Maalesef son NATO zirvesi bu açıdan pek de verimli geçmedi bu kardeşlerimiz için.

Bir ara FETÖ’cü Emre Uslu’nun yemlemesine gelip Erdoğan’ın Biden’in elini öptüğünü sanarak cuşa gelmiş olsalar da paylaşıma sokulan bu görüntünün videosu ortaya çıkınca keyifleri biraz kaçtı ister istemez.

FETÖ’cülerden Cumhuriyet gazetesine kadar geniş bir yelpazede dalga dalga büyüyen bu ortak sevinç hâli fazla uzun sürmedi yani.
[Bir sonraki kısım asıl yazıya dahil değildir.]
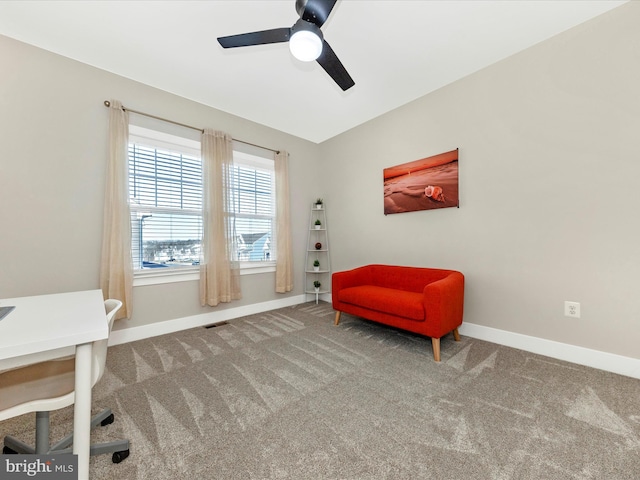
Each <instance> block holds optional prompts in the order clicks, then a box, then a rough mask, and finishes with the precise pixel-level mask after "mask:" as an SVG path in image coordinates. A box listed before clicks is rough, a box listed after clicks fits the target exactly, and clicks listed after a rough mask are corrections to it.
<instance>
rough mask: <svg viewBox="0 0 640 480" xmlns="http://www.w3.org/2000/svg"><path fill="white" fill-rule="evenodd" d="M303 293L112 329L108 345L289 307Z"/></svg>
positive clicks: (131, 341)
mask: <svg viewBox="0 0 640 480" xmlns="http://www.w3.org/2000/svg"><path fill="white" fill-rule="evenodd" d="M306 301H307V300H306V298H305V296H304V295H296V296H293V297H286V298H283V299H282V300H271V301H268V302H262V303H254V304H251V305H244V306H242V307H235V308H227V309H224V310H218V311H212V312H209V313H204V314H202V315H193V316H191V317H183V318H176V319H174V320H166V321H164V322H157V323H151V324H149V325H142V326H140V327H130V328H123V329H121V330H113V331H112V332H111V335H110V337H109V346H111V345H119V344H121V343H129V342H135V341H136V340H143V339H145V338H150V337H156V336H158V335H165V334H167V333H174V332H179V331H181V330H187V329H189V328H195V327H203V326H205V325H212V324H214V323H220V322H224V321H226V320H231V319H233V318H238V317H244V316H245V315H254V314H256V313H262V312H268V311H269V310H275V309H277V308H284V307H290V306H292V305H299V304H300V303H304V302H306Z"/></svg>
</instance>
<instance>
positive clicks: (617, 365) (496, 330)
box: [458, 323, 640, 379]
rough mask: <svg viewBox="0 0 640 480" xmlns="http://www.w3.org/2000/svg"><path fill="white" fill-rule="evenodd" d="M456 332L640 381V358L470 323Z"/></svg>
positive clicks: (486, 340) (539, 354) (459, 328)
mask: <svg viewBox="0 0 640 480" xmlns="http://www.w3.org/2000/svg"><path fill="white" fill-rule="evenodd" d="M458 331H459V332H460V335H466V336H468V337H472V338H477V339H479V340H486V341H487V342H492V343H497V344H499V345H505V346H507V347H513V348H517V349H520V350H524V351H526V352H532V353H537V354H539V355H545V356H547V357H552V358H556V359H558V360H565V361H567V362H572V363H577V364H578V365H585V366H587V367H593V368H597V369H599V370H605V371H607V372H613V373H617V374H620V375H625V376H627V377H633V378H638V379H640V359H637V358H631V357H624V356H622V355H616V354H613V353H607V352H601V351H599V350H591V349H589V348H584V347H577V346H575V345H569V344H567V343H560V342H555V341H553V340H545V339H544V338H538V337H530V336H528V335H522V334H519V333H513V332H508V331H506V330H498V329H497V328H491V327H484V326H482V325H475V324H473V323H463V324H462V326H461V327H460V328H459V329H458Z"/></svg>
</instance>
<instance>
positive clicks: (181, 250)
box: [129, 126, 276, 273]
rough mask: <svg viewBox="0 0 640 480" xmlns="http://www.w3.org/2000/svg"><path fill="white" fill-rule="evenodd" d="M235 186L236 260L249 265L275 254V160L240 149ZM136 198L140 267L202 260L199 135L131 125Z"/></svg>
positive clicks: (131, 133) (233, 173)
mask: <svg viewBox="0 0 640 480" xmlns="http://www.w3.org/2000/svg"><path fill="white" fill-rule="evenodd" d="M231 190H232V192H231V193H232V199H233V202H232V212H230V213H233V214H235V216H234V222H232V225H233V227H234V238H235V245H234V251H235V254H234V255H235V256H236V259H237V260H240V261H241V262H242V265H245V266H253V265H256V264H257V263H262V262H273V261H275V235H274V230H275V215H276V212H275V184H274V165H273V160H272V159H266V158H262V157H259V156H256V155H251V154H247V153H242V152H238V151H234V166H233V168H232V172H231ZM129 197H130V205H131V231H132V253H133V262H134V269H135V270H136V271H142V270H145V271H147V272H151V271H155V272H158V273H161V272H163V271H165V272H167V271H169V270H167V269H172V270H175V269H176V268H182V269H187V268H189V267H191V268H193V266H194V265H198V263H199V259H200V250H201V245H202V163H201V160H200V144H199V142H197V141H194V140H189V139H185V138H182V137H176V136H173V135H169V134H165V133H161V132H157V131H153V130H149V129H145V128H141V127H137V126H130V137H129ZM244 262H248V263H244Z"/></svg>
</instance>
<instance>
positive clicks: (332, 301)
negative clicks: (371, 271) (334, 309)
mask: <svg viewBox="0 0 640 480" xmlns="http://www.w3.org/2000/svg"><path fill="white" fill-rule="evenodd" d="M370 283H371V268H370V267H369V266H367V265H365V266H364V267H357V268H354V269H352V270H346V271H344V272H335V273H334V274H333V275H331V299H332V302H333V305H334V306H335V305H337V304H338V294H339V293H340V290H342V289H344V288H349V287H357V286H358V285H368V284H370Z"/></svg>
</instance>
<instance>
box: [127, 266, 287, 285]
mask: <svg viewBox="0 0 640 480" xmlns="http://www.w3.org/2000/svg"><path fill="white" fill-rule="evenodd" d="M275 271H276V262H260V263H258V264H257V265H256V264H254V263H253V262H241V263H240V275H255V274H259V273H270V272H275ZM198 280H200V269H199V267H185V268H179V269H178V268H176V269H171V270H170V271H167V270H164V269H163V271H160V272H159V271H157V270H152V269H149V270H142V271H138V272H135V273H134V275H133V286H134V287H143V286H147V285H160V284H164V283H177V282H195V281H198Z"/></svg>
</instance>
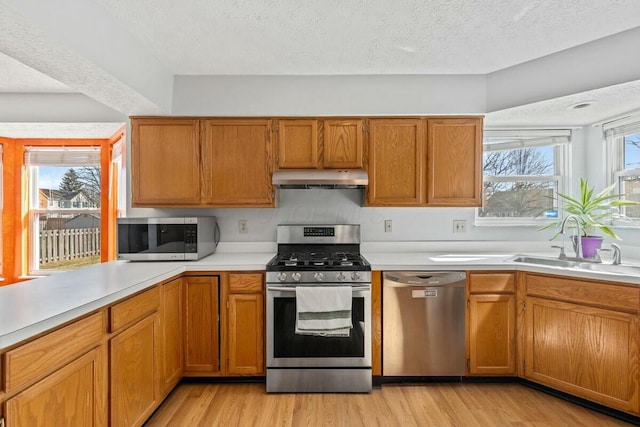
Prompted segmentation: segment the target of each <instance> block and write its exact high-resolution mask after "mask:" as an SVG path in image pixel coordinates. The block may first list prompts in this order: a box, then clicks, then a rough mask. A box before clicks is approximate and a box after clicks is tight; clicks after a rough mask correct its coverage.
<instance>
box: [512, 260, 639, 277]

Videoda Biden’in Erdoğan’ın ayağına kadar gelmesi, Erdoğan’ın onu peşin satan gibi oturarak karşılaması, Biden’in ceketinin düğmeleri ilikli iken Erdoğan’ın önünün açık olması, Biden’in eğilerek Erdoğan’ı selâmlaması, Erdoğan’ın da kerhen ve ayıp olmasın diye lûtfen ayağa kalkması, aralarında konuşurken Erdoğan’ın Biden’in kolunu kavraması… Velhasıl, bu ayaküstü görüşmenin öncesi ve sonrası muhalif kardeşlerimizin pek hoşuna gitmedi maalesef.

Biden’in bu hâlleri, “demokratik yollarla iktidara getireceği dostları” tarafından tam bir hayâl kırıklığı oldu.

Oysa Biden’in dostları, Erdoğan’a karşı ABD’li dostlarından öldürücü darbeler beklemekteydi.

Biden, ayakları masasının üzerinde, kafasında bir kovboy şapkası ve elinde bir beysbol sopası olduğu hâlde Erdoğan’ı yanına getirtmiş olsaydı NATO zirvesi “dadından yinmezdi” meselâ.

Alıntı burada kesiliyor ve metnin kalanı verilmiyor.